Central Pharmaceutical Research Institute, Japan Tobacco Inc., 1-1 Murasaki-cho, Takatsuki, Osaka 569-1125, Japan

Received 20 March 2014; Accepted 24 April 2014; Published 15 May 2014

Academic Editor: Norihide Yokoi

Copyright © 2014 Yasuko Mera et al. This is an open access article distributed under the Creative Commons Attribution License, which permits unrestricted use, distribution, and reproduction in any medium, provided the original work is properly cited.

Abstract

Microsomal triglyceride transfer protein (MTP) is involved in the assembly and secretion of triglyceride-rich lipoproteins from enterocytes and hepatocytes. JTT-130 is a novel intestine-specific MTP inhibitor, which has been shown to be useful in the prevention and treatment of dyslipidemia, obesity, and diabetes. JTT-130 has also been shown to suppress food intake in a dietary fat-dependent manner in rats. However, whether JTT-130 enables changes in food preference and nutrient consumption remains to be determined. Therefore, the aim of the present study was to investigate the effects of JTT-130 on food preference in rat under free access to two different diets containing 3.3% fat (low-fat diet, LF diet) and 35% fat (high-fat diet, HF diet). JTT-130 decreased HF diet intake and increased LF diet intake, resulting in a change in ratio of caloric intake from LF and HF diets to total caloric intake.

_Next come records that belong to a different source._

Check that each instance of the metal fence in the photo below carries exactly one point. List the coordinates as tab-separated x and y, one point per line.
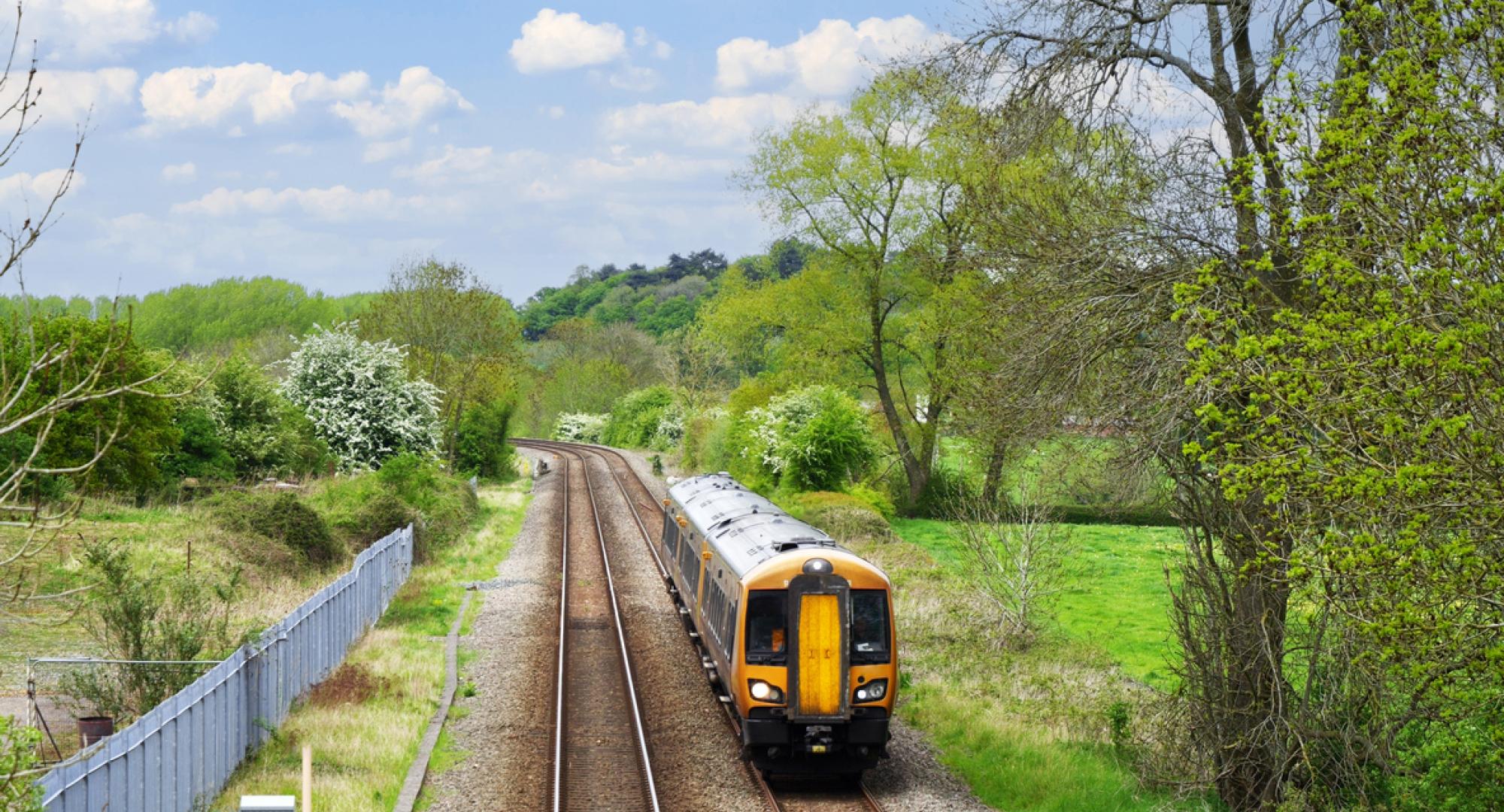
184	751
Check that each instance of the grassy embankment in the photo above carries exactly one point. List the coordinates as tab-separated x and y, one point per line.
366	721
160	541
1029	730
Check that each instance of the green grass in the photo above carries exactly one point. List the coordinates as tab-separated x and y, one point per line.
363	750
1117	599
1016	768
1029	730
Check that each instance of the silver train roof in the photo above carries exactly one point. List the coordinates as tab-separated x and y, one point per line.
744	527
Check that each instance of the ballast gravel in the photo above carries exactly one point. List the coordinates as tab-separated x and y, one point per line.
506	729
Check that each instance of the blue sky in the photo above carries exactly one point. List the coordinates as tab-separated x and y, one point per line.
326	142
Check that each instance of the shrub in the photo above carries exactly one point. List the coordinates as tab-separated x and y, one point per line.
261	431
580	428
481	441
841	515
280	518
360	398
19	748
813	440
644	417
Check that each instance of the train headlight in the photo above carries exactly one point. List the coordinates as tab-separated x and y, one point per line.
873	691
765	692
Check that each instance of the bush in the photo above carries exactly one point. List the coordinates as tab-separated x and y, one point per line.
481	441
813	440
360	399
19	748
144	616
580	428
841	515
280	518
644	419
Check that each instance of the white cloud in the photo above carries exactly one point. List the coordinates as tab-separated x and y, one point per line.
658	166
831	61
91	31
178	174
556	41
210	97
386	151
35	190
205	97
644	40
70	97
417	97
472	166
717	123
335	204
631	77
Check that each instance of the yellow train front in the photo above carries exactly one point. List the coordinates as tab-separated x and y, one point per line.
795	631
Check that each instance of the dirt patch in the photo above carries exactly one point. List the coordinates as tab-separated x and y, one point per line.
350	685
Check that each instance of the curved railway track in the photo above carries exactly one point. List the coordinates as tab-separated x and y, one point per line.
646	509
598	721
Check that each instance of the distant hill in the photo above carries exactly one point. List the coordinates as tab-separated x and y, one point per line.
660	300
199	318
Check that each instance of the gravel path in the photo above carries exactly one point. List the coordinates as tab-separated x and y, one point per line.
508	730
508	727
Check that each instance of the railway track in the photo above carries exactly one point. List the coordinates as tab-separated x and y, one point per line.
647	512
598	721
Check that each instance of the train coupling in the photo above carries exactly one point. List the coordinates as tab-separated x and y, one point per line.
819	741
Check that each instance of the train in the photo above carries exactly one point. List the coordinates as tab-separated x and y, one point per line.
795	631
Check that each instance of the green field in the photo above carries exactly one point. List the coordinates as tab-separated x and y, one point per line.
1029	730
1117	601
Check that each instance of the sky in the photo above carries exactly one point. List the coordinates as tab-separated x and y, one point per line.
327	142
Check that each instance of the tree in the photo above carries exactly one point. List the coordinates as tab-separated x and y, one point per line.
459	335
259	429
360	399
482	441
1326	262
879	189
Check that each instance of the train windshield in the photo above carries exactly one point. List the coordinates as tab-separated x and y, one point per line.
870	626
768	628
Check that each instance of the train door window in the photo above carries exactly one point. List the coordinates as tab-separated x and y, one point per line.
870	632
670	535
690	565
768	628
730	637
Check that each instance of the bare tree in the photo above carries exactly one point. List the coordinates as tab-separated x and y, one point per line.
1017	562
43	380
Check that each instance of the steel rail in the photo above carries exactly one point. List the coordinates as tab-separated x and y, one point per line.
635	710
867	801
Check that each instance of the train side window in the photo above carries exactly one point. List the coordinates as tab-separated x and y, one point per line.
690	565
672	535
870	634
768	628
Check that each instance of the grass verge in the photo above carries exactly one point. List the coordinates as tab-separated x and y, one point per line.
1031	730
365	739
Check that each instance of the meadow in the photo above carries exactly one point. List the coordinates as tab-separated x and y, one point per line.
1045	729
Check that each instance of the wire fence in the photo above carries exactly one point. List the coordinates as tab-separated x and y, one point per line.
183	753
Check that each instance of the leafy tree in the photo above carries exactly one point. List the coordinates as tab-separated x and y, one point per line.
259	429
360	399
879	189
459	335
811	440
482	441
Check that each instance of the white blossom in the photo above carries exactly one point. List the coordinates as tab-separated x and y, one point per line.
360	398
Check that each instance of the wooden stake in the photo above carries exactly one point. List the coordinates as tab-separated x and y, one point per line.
308	778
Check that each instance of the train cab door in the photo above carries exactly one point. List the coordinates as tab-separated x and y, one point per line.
819	665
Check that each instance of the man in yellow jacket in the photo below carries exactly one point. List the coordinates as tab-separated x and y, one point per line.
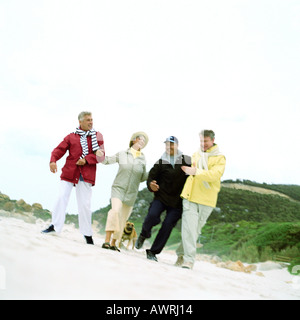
200	195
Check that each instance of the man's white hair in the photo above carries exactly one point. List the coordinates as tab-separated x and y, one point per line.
83	114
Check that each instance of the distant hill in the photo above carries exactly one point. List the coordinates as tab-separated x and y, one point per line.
252	222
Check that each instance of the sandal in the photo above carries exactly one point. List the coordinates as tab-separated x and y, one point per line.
114	248
106	245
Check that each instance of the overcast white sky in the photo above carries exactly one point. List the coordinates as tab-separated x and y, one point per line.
167	67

In addition, macronutrient analysis revealed that JTT-130 did not affect carbohydrate consumption but significantly decreased fat consumption ( ). These findings suggest that JTT-130 not only inhibits fat absorption, but also suppresses food intake and specifically reduces food preference for fat. Therefore, JTT-130 is expected to provide a new option for the prevention and treatment of obesity and obesity-related metabolic disorders.